L'intéressé cille : elle ose l'appeler par son prénom. Peu de sorciers le font : seuls Dumbledore, McGonagall, deux ou trois Mangemorts et le Seigneur des Ténèbres ont ce privilège. Severus se retient de grogner : il ne sait pas si cela lui plait ou l'agace.

— Dumbledore vous en a parlé, lui aussi, continue Laura.

— Oui.

— Je veux savoir ce qu'il vous a dit.

— Pas grand-chose.

— Menteur.

Severus n'ose pas lui dire que Dumbledore pressent qu'elle basculera dans les ténèbres. Il a du mal à l'admettre lui aussi. Il ne voit pas Laura pervertie par la magie noire. Il la voit belle et pure, comme Lily.
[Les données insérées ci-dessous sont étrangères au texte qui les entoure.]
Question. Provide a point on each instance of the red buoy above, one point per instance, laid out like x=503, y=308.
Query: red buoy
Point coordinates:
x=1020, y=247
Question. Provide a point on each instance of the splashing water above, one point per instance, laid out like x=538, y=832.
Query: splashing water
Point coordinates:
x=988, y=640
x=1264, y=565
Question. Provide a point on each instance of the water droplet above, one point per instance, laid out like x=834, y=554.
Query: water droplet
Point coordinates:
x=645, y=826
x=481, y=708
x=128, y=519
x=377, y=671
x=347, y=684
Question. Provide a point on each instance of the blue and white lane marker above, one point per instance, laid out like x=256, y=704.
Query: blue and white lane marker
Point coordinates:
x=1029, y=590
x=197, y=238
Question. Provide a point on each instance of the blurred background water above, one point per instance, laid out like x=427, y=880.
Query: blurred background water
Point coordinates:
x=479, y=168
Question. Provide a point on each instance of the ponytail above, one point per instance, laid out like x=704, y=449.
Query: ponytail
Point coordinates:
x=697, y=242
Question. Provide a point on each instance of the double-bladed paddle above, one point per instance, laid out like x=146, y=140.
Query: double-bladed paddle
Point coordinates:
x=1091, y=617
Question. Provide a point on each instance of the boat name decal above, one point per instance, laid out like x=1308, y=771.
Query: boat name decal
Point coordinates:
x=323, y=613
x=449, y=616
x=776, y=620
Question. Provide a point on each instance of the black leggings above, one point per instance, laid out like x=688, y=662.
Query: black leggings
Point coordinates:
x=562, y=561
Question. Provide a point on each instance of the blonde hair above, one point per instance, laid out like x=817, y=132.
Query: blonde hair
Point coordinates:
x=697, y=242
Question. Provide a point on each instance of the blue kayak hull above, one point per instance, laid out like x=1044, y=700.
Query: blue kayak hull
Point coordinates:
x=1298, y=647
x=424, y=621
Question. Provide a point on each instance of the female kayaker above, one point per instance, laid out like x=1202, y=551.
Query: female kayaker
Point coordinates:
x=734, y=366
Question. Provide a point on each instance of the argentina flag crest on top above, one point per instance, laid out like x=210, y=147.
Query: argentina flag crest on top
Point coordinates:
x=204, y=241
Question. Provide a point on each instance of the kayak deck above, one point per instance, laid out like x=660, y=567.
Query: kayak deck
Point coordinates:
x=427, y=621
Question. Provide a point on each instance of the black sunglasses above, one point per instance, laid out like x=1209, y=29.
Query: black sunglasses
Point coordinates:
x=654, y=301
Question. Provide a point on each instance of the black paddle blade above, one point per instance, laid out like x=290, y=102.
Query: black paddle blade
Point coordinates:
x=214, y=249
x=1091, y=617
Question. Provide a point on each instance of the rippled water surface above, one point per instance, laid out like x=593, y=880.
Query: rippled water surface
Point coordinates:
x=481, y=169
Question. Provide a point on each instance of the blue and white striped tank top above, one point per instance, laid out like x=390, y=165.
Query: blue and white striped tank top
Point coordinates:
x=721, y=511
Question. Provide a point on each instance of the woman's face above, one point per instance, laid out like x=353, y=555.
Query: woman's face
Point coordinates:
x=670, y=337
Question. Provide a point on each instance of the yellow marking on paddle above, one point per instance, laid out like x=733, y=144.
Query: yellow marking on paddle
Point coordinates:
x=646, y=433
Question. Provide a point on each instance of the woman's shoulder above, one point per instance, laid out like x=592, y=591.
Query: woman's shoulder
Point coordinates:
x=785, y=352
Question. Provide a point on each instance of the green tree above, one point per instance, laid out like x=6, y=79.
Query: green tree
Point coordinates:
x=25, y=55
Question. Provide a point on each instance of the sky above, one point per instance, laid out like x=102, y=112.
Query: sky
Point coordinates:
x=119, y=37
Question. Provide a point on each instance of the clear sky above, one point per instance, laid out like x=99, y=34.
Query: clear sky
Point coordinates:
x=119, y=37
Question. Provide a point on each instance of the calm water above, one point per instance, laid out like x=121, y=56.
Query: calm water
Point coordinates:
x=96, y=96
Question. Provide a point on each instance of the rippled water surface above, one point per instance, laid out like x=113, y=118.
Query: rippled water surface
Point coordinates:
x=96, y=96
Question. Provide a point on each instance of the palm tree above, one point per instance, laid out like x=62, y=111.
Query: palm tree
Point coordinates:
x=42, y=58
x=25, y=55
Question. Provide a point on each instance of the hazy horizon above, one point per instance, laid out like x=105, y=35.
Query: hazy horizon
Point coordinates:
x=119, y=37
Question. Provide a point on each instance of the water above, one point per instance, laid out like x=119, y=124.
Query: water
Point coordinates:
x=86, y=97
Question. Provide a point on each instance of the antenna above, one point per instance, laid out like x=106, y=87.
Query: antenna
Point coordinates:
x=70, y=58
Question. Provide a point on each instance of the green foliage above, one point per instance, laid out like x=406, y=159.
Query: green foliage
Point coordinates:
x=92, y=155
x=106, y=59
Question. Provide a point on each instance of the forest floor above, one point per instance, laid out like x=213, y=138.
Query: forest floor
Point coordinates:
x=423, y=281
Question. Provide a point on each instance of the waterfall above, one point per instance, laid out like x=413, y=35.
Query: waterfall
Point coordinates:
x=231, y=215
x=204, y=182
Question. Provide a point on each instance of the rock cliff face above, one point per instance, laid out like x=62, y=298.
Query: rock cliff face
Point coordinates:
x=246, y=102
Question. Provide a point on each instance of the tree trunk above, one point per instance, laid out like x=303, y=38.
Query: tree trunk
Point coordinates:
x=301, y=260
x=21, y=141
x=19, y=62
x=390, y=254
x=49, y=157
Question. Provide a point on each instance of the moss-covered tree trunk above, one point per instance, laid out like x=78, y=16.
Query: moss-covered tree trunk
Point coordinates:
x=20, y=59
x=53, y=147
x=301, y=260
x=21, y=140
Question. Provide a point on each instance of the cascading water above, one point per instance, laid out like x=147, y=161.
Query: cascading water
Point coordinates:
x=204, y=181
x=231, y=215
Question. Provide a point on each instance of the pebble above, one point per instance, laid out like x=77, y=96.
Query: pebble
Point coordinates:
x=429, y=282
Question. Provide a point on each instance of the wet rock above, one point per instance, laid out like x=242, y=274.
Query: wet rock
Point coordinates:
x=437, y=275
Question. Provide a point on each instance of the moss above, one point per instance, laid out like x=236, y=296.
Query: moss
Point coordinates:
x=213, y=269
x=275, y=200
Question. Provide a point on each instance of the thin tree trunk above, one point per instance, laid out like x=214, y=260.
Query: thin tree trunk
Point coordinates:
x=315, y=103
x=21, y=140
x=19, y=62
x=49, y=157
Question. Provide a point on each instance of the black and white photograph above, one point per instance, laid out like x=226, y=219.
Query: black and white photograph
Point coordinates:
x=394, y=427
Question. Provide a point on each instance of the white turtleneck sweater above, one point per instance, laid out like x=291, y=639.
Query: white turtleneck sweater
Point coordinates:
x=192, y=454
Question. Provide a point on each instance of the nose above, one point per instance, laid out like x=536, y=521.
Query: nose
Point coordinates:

Une lumière et un espoir pour le monde magique, pas l'inverse.

— Dites-moi ce que vous savez de plus que moi, insiste Laura.

— Vous n'êtes pas prête à l'entendre.

Laura se lève et s'approche de Rogue.

— Il le faut. Je dois savoir.

— Je vous le dirai après notre cours. Si je le fais maintenant, j'ai bien peur que vous n'arriviez pas à fermer votre esprit.

— C'est... si grave que cela... ?

Cette fois, Severus n'a ni le courage, ni le cœur pour répondre. Il lui fait signe de la suivre et lui tourne le dos, afin de masquer la détresse qui peint son visage. Il entend les pas de Laura derrière lui. Il est tenté de ralentir pour qu'elle puisse marcher à ses côtés, mais il préfère ne pas la regarder pour le moment.

Le cours promet d'être houleux : comment réagira-t-elle, quand elle apprendra ce que pense Dumbledore ? L'idée d'arriver à ce moment terrifie Severus : il ne veut pas qu'elle s'éloigne de lui. Mais il sait que cette révélation la mettra en colère... Est-il prêt à affronter cela ?

Non.

Clairement, non.

Pas depuis que ses sentiments pour elle grandissent de jour en jour.